News

Microsoft's Security Group Open Sources Fuzzing Framework for Azure

• By John K. Waters
• September 22, 2020

Microsoft is enabling continuous developer-driven "fuzzing" with a newly open sourced tool the company has been using in-house for years. Project OneFuzz, an extensible fuzz testing framework for Azure, is the testing framework used by Microsoft Edge, Windows, and teams across the organization, the company says.

Microsoft describes OneFuzz as a self-hosted Fuzzing-As-A-Service platform. It's designed to enable continuous, developer-driven fuzzing to proactively harden software prior to release. "With a single command, which can be baked into CI/CD [systems], developers can launch fuzz jobs from a few virtual machines to thousands of cores," Microsoft says.

Fuzz testing, or "fuzzing," is an automated quality assurance technique used to discover bugs and security vulnerabilities in software and systems. The technique involves providing the target program or system with invalid, unexpected, and/or random data, often in massive amounts, with the aim of causing a crash.

In a blog post, Mike Walker, senior director of special projects management in Microsoft's security group, and Justin Campbell, principal security software engineering lead in that group, characterized fuzz testing as "the gold standard for finding and removing costly, exploitable security flaws."

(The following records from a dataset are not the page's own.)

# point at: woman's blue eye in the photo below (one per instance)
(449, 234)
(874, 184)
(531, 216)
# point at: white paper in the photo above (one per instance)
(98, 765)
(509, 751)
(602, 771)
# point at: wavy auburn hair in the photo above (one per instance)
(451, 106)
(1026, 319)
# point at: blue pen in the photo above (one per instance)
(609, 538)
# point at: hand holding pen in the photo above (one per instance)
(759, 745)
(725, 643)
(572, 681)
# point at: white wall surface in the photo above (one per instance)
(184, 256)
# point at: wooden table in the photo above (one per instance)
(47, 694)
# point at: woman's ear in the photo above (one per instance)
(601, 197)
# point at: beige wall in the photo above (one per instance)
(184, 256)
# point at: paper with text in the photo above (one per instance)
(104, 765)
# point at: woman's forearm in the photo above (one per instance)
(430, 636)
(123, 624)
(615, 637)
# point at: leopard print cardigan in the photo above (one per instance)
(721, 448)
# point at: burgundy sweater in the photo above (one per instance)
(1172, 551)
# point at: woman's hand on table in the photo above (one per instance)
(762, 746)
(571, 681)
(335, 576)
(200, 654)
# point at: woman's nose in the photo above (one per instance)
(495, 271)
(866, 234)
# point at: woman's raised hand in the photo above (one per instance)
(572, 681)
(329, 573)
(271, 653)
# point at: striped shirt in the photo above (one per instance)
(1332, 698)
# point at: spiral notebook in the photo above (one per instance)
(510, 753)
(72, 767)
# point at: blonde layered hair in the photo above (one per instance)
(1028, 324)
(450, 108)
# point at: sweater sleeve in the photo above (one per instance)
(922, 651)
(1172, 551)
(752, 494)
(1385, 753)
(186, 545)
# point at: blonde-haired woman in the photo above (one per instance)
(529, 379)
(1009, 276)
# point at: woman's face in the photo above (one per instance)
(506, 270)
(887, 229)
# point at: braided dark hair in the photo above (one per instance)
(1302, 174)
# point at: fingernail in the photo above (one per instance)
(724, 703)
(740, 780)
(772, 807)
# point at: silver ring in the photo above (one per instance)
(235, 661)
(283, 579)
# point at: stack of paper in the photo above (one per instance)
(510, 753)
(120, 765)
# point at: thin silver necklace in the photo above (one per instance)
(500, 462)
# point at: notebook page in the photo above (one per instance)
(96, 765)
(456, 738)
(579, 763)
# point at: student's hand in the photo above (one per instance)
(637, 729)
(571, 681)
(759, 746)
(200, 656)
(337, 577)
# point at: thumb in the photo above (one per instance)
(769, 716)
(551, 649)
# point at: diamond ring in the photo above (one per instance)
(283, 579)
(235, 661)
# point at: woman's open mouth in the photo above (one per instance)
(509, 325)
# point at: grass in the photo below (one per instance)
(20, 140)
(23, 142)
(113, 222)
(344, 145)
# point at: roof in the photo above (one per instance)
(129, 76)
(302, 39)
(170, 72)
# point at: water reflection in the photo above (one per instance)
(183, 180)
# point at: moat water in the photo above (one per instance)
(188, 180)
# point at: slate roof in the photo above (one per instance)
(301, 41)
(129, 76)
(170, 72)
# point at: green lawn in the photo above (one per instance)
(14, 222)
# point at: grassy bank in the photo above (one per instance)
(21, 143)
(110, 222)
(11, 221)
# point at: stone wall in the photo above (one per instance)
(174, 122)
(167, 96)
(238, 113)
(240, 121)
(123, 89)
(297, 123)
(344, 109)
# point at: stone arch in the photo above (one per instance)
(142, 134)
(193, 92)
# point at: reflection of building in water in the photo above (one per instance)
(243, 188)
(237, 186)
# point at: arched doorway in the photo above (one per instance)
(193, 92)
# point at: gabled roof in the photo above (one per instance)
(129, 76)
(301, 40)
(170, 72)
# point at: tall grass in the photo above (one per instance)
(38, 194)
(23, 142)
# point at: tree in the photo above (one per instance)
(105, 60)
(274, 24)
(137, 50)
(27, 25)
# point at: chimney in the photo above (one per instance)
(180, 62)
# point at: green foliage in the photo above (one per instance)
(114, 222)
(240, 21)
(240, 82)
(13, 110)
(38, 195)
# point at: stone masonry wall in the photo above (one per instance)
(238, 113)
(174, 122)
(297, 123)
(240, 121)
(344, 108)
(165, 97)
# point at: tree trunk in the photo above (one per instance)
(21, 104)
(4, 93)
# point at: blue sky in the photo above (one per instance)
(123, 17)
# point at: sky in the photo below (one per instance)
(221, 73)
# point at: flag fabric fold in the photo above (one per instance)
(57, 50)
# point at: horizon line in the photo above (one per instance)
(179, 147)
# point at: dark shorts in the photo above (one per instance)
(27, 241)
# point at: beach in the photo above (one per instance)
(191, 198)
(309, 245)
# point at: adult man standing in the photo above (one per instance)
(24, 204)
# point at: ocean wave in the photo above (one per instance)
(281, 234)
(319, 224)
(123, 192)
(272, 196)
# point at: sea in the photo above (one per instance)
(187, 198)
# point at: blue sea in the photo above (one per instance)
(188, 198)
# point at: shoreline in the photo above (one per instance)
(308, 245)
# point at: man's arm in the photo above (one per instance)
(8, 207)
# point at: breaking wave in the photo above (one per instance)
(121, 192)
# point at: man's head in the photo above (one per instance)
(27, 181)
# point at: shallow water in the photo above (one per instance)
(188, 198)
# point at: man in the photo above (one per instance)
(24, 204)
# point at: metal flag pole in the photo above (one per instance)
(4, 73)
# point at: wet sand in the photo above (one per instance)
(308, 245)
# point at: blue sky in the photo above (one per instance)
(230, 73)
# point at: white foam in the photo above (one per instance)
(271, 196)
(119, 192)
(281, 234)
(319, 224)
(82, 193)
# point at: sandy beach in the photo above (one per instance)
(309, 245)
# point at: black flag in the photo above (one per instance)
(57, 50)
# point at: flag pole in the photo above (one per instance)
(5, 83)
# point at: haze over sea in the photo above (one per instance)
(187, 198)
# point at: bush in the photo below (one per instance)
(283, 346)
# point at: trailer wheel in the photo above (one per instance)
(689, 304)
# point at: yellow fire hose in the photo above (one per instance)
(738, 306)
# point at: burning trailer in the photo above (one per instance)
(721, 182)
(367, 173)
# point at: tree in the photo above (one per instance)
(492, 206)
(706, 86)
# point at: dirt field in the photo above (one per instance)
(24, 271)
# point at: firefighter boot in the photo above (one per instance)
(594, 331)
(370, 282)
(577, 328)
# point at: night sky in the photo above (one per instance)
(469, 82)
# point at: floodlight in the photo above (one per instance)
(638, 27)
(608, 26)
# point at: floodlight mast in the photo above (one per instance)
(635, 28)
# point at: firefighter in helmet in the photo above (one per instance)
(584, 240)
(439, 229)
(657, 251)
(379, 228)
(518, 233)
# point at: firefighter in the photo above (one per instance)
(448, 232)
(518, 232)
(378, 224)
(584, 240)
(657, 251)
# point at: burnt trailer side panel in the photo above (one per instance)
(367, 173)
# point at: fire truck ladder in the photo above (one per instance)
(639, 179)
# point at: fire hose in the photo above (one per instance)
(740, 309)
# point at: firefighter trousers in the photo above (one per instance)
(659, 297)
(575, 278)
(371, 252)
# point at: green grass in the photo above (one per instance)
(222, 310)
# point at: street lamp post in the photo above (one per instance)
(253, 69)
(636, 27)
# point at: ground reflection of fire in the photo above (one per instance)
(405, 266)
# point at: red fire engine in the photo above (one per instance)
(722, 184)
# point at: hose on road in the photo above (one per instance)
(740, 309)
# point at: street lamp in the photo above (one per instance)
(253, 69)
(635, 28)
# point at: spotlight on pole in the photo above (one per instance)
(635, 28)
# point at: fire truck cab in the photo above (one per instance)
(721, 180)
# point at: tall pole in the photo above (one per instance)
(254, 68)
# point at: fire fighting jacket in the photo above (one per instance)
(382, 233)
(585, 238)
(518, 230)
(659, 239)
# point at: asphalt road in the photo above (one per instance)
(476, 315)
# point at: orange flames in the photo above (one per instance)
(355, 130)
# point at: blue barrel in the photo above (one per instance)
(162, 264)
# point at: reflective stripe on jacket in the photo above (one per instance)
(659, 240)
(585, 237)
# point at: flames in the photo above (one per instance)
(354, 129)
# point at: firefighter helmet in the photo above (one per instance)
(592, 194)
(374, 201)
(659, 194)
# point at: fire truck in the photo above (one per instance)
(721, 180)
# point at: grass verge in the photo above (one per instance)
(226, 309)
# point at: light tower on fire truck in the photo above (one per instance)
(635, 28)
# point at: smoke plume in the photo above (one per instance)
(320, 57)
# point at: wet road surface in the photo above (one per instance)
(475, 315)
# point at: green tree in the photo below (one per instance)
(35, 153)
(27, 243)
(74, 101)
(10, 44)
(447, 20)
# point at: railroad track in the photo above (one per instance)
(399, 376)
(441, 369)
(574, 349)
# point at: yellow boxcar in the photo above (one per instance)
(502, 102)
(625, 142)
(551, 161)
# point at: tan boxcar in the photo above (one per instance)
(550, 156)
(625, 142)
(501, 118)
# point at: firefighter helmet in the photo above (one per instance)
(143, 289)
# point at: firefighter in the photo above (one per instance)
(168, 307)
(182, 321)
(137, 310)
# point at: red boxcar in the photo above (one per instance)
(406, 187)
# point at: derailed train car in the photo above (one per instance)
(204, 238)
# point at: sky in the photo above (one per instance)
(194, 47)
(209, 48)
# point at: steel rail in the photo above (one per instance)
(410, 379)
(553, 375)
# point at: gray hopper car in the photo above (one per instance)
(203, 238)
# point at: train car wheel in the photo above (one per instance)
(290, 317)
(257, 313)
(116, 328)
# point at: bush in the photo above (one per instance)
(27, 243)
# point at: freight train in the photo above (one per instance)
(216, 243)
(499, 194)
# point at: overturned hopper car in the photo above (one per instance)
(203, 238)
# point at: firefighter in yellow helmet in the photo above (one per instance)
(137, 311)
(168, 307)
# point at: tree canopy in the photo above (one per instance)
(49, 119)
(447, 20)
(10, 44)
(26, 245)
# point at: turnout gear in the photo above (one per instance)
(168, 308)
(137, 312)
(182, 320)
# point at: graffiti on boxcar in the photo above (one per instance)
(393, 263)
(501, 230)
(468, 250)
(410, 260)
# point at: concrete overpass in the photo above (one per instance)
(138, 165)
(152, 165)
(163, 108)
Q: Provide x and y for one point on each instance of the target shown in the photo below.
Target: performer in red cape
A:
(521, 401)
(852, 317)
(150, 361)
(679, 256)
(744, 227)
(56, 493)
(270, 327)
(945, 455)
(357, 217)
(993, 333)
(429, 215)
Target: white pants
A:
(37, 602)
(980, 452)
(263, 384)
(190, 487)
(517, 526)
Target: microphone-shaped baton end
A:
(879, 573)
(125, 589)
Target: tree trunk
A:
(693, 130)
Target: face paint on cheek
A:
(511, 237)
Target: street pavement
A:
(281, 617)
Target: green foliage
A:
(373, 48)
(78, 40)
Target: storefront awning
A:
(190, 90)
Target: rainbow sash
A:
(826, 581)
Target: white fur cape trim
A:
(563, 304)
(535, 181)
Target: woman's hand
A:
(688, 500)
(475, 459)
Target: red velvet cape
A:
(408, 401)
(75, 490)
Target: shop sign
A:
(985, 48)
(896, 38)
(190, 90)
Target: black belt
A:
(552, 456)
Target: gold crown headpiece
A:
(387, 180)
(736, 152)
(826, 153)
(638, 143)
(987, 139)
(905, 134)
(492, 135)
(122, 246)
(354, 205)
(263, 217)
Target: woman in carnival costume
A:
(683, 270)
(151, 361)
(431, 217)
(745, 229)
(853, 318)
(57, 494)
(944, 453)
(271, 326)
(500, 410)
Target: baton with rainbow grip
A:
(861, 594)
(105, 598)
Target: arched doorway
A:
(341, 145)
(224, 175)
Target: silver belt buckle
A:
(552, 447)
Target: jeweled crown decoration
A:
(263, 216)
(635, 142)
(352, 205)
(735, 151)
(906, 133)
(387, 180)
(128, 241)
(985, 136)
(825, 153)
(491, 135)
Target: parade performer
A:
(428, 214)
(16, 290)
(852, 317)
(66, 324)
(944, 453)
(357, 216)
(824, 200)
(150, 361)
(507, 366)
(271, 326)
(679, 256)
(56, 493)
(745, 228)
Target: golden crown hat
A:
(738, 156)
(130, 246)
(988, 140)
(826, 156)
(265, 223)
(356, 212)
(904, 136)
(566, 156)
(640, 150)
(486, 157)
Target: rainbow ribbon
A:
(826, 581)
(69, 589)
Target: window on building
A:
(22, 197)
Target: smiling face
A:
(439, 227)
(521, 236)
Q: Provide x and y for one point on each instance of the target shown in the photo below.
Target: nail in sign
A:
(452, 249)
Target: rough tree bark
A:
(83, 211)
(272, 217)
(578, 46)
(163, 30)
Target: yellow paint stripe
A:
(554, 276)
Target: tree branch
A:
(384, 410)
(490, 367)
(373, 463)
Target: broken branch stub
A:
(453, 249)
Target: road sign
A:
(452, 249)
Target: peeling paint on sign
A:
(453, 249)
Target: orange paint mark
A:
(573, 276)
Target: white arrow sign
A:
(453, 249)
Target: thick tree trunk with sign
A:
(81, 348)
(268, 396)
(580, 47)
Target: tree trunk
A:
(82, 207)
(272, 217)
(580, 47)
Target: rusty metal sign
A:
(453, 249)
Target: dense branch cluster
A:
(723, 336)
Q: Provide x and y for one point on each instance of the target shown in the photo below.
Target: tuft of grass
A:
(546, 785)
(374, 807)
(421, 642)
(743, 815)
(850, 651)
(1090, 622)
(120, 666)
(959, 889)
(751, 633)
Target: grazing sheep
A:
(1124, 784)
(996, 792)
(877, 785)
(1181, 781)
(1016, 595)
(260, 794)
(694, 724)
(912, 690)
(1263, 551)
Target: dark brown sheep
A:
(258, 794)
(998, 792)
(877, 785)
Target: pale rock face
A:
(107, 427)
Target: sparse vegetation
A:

"Traditionally, fuzz testing has been a double-edged sword for developers," they added, "mandated by the software-development lifecycle, highly effective in finding actionable flaws, yet very complicated to harness, execute, and extract information from. That complexity required dedicated security engineering teams to build and operate fuzz testing capabilities making it very useful but expensive. Enabling developers to perform fuzz testing shifts the discovery of vulnerabilities to earlier in the development lifecycle and simultaneously frees security engineering teams to pursue proactive work."

The list of features and capabilities in this release of Project OneFuzz includes:

• Composable fuzzing workflows: Open source allows users to onboard their own "fuzzers," swap instrumentation, and manage seed inputs.
• Built-in ensemble fuzzing: By default, fuzzers work as a team to share strengths, swapping inputs of interest between fuzzing technologies.
• Programmatic triage and result deduplication: It provides unique flaw cases that always reproduce.
• On-demand live-debugging of found crashes: It lets you summon a live debugging session on-demand or from your build system.
• Observable and Debug-able: Transparent design allows introspection into every stage.
• Fuzz on Windows and Linux OSes: Multi-platform by design. Fuzz using your own OS build, kernel, or nested hypervisor.
• Crash reporting notification callbacks: Currently supporting Azure DevOps Work Items and Microsoft Teams messages

"Microsoft's goal of enabling developers to easily and continuously fuzz test their code prior to release is core to our mission of empowerment," the two bloggers wrote. "The global release of Project OneFuzz is intended to help harden the platforms and tools that power our daily work and personal lives to make an attacker's job more difficult."

OneFuzz is available now on GitHub under an MIT license. Microsoft says it welcomes contributors to the open-source project, but adds that most contributions will require users to agree to a Contributor License Agreement (CLA).